Worth clearing up, because the direction of a 2024 reform here gets misremembered: before 2024, the franchise tax was calculated on the greater of net worth or the book value of the entity's Tennessee real and tangible property, so an asset-heavy business (think: real estate held in an LLC, or equipment-heavy operations) could get pushed into a higher franchise tax bill purely because of what it owned. A 2024 law repealed that property-based alternative entirely. Today the franchise tax runs strictly off net worth. If your business sale is structured as an entity-level asset sale, the gain can flow into that year's net earnings and net worth figures, and that's the number the F&E tax touches, not a personal capital gains rate.
Your LLC isn't automatically disregarded for F&E purposes
Federally, a single-member LLC owned by an individual is a disregarded pass-through, and that's the assumption a lot of owners carry into Tennessee. For franchise and excise tax, that same LLC is disregarded only if its single member is itself a corporation. An SMLLC owned by a person, the far more common setup, still files its own Tennessee F&E return and owes the tax at the entity level. If you're selling a business held in an LLC or corporation, this is a conversation to have before you pick a deal structure, not after the letter of intent is signed.
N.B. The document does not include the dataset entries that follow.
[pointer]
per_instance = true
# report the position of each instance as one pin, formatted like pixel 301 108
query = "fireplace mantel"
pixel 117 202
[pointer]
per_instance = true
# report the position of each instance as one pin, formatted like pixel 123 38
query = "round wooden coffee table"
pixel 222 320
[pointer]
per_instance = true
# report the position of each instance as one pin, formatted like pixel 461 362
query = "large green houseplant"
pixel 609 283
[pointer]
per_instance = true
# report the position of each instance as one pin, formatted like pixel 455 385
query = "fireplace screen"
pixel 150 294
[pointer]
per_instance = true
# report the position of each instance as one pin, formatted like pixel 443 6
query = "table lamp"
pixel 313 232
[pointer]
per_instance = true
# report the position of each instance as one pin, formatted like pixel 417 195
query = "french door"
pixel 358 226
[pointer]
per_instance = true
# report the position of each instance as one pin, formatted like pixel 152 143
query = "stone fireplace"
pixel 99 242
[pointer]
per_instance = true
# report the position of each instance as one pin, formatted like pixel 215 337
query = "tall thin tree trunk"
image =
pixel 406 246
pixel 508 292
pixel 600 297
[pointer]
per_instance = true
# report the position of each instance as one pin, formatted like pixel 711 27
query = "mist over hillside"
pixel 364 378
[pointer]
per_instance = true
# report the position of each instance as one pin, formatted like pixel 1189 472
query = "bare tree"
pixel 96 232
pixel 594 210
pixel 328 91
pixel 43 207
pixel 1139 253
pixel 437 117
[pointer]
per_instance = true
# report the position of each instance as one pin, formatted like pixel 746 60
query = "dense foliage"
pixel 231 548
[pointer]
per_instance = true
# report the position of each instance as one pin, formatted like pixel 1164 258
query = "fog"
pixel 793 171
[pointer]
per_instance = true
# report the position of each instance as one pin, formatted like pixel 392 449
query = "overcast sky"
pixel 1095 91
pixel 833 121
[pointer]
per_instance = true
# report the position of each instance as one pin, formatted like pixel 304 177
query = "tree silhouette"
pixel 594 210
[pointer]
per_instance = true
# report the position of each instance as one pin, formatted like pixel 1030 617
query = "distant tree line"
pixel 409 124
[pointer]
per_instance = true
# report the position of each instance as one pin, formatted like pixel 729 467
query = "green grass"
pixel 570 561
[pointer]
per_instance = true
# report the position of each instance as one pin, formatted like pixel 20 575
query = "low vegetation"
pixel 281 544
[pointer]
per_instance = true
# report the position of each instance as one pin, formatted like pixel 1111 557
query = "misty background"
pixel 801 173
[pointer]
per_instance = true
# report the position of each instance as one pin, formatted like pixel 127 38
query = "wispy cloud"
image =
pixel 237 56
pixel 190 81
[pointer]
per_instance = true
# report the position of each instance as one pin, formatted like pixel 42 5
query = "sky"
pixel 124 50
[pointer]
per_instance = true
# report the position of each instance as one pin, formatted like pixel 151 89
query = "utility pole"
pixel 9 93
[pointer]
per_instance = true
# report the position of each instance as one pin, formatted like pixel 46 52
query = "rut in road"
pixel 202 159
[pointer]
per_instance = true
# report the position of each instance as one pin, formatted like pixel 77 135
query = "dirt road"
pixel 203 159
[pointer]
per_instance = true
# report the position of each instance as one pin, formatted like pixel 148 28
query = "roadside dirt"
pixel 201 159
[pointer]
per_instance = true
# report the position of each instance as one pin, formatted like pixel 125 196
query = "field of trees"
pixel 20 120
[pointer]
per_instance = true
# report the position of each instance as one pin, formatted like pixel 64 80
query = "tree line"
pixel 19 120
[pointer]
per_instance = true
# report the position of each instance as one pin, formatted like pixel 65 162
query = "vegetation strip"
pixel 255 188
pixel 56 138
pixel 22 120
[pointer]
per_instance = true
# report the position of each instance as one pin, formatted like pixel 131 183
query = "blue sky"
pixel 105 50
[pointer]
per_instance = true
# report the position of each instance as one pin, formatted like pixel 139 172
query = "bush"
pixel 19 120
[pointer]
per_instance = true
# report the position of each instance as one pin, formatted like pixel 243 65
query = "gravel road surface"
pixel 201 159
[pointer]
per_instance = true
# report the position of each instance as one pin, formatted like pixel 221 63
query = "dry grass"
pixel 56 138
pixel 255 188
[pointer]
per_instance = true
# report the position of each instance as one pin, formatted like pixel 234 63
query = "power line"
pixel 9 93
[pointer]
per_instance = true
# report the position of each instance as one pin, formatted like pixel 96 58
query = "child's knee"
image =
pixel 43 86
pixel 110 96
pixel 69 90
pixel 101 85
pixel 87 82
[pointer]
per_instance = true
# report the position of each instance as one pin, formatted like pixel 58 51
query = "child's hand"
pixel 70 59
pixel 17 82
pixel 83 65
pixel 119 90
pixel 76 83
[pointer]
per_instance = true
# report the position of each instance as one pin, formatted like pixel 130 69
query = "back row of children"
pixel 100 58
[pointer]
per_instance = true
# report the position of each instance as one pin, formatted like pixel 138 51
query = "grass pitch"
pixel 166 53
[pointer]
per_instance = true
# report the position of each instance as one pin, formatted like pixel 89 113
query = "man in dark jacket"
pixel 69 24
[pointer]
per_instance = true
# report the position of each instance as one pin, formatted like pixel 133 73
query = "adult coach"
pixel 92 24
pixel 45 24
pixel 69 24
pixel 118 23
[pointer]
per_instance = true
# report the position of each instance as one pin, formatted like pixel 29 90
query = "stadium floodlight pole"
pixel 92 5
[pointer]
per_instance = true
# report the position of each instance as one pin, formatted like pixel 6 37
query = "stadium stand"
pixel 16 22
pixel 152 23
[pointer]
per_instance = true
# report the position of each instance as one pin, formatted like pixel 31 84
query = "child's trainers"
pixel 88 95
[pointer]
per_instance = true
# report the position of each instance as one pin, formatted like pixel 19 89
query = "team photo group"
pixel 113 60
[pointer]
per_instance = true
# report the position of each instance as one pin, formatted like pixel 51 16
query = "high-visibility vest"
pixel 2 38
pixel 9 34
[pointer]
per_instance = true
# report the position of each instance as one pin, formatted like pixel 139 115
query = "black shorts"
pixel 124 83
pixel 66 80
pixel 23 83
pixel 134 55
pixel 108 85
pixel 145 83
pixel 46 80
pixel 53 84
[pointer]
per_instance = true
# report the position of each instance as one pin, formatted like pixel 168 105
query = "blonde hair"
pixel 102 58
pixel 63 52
Zero State Tax Means Federal Planning Does All the Work
In a state with its own capital gains tax, planning energy goes into managing the state layer. In Tennessee there is no state layer on your personal gain, so every planning dollar concentrates on the federal side, where the levers are bigger than most sellers realize:
- Bracket timing. The federal 0% long-term rate is real money for a retiree or a founder in a gap year. Realizing gains in deliberately low-income years, instead of stacking everything into one, can move six figures of gain into the 0% and 15% bands.
- Gain and loss harvesting. With no state friction, harvesting decisions are purely federal: realize losses against gains, or harvest gains in cheap years to reset basis.
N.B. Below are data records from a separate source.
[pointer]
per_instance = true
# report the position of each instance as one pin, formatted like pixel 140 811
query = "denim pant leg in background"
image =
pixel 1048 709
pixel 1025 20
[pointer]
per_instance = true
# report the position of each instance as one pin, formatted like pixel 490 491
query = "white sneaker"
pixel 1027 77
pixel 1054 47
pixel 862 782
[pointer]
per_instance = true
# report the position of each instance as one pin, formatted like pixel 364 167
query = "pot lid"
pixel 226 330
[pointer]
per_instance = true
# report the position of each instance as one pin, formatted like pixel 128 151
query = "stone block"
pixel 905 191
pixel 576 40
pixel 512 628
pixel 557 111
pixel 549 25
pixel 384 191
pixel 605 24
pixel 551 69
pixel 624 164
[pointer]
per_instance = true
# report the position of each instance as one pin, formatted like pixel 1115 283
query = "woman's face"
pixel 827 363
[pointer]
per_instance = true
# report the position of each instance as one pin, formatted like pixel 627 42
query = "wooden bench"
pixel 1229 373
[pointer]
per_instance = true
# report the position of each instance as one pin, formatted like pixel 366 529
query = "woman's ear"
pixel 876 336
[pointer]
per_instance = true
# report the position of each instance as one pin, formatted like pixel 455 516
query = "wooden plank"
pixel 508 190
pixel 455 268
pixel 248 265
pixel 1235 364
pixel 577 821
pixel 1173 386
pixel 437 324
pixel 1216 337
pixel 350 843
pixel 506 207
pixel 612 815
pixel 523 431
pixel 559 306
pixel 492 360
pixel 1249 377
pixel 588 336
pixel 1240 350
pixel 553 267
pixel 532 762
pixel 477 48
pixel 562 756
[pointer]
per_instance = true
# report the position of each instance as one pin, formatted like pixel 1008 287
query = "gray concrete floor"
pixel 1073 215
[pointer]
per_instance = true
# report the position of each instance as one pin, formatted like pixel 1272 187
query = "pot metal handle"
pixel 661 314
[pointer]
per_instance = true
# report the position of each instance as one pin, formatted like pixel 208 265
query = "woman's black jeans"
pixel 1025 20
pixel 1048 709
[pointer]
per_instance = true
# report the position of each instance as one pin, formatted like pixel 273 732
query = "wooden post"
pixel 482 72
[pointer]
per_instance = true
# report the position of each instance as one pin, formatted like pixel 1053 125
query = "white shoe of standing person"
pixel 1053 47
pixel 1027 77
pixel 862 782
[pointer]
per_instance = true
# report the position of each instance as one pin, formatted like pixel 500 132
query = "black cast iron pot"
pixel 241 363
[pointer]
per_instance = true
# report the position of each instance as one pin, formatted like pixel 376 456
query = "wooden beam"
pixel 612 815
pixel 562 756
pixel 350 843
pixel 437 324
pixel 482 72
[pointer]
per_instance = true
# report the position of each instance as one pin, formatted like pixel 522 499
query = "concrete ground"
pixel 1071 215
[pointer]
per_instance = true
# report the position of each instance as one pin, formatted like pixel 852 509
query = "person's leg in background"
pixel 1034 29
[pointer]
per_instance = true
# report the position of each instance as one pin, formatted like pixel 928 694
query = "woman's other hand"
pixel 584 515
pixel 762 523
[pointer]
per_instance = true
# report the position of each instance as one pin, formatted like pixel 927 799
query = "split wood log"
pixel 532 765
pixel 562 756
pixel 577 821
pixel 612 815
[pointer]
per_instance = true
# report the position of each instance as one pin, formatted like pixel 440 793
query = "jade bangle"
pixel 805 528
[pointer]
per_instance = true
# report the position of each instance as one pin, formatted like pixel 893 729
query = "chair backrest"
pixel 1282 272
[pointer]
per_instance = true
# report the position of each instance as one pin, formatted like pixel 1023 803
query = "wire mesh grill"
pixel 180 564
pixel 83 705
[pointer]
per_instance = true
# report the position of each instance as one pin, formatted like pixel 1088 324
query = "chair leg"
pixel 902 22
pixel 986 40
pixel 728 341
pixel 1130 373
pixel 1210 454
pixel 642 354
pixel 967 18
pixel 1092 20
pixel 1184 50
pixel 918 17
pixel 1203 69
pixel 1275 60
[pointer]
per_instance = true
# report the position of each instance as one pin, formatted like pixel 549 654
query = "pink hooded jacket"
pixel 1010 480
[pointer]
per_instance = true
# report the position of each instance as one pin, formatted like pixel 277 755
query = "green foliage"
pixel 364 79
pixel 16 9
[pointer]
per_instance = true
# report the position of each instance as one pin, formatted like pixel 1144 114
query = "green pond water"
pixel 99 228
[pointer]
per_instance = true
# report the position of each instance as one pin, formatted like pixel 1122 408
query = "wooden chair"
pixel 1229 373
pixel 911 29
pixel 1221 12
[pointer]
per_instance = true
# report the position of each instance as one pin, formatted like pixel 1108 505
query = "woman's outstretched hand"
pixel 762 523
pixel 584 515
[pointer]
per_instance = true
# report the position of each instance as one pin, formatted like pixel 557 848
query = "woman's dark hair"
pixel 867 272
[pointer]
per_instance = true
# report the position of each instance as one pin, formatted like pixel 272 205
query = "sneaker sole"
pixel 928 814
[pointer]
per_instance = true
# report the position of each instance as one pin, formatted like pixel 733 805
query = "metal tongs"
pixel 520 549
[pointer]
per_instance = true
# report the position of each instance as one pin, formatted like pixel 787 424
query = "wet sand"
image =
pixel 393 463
- Watching the NIIT line. The 3.8% surtax switches on at $200K/$250K MAGI, a sale split across two years can keep part of the gain under the threshold.
- 1031 exchanges on rentals. No state tax to defer, but the federal deferral via a 1031 exchange works exactly the same in Tennessee.
- Recapture math before you list. Every year of depreciation on a rental comes back at up to 25% federally. Run the depreciation calculator before you price a sale, so the recapture layer isn't a surprise at filing.
The move-then-sell order of operations
If you're relocating to Tennessee with a sale on the horizon, sequence matters: establish genuine residency first, document it, let it season, then transact. Done in that order, the state savings on intangibles can dwarf every other planning move on this page, done backwards, you keep the old state's tax and add an audit.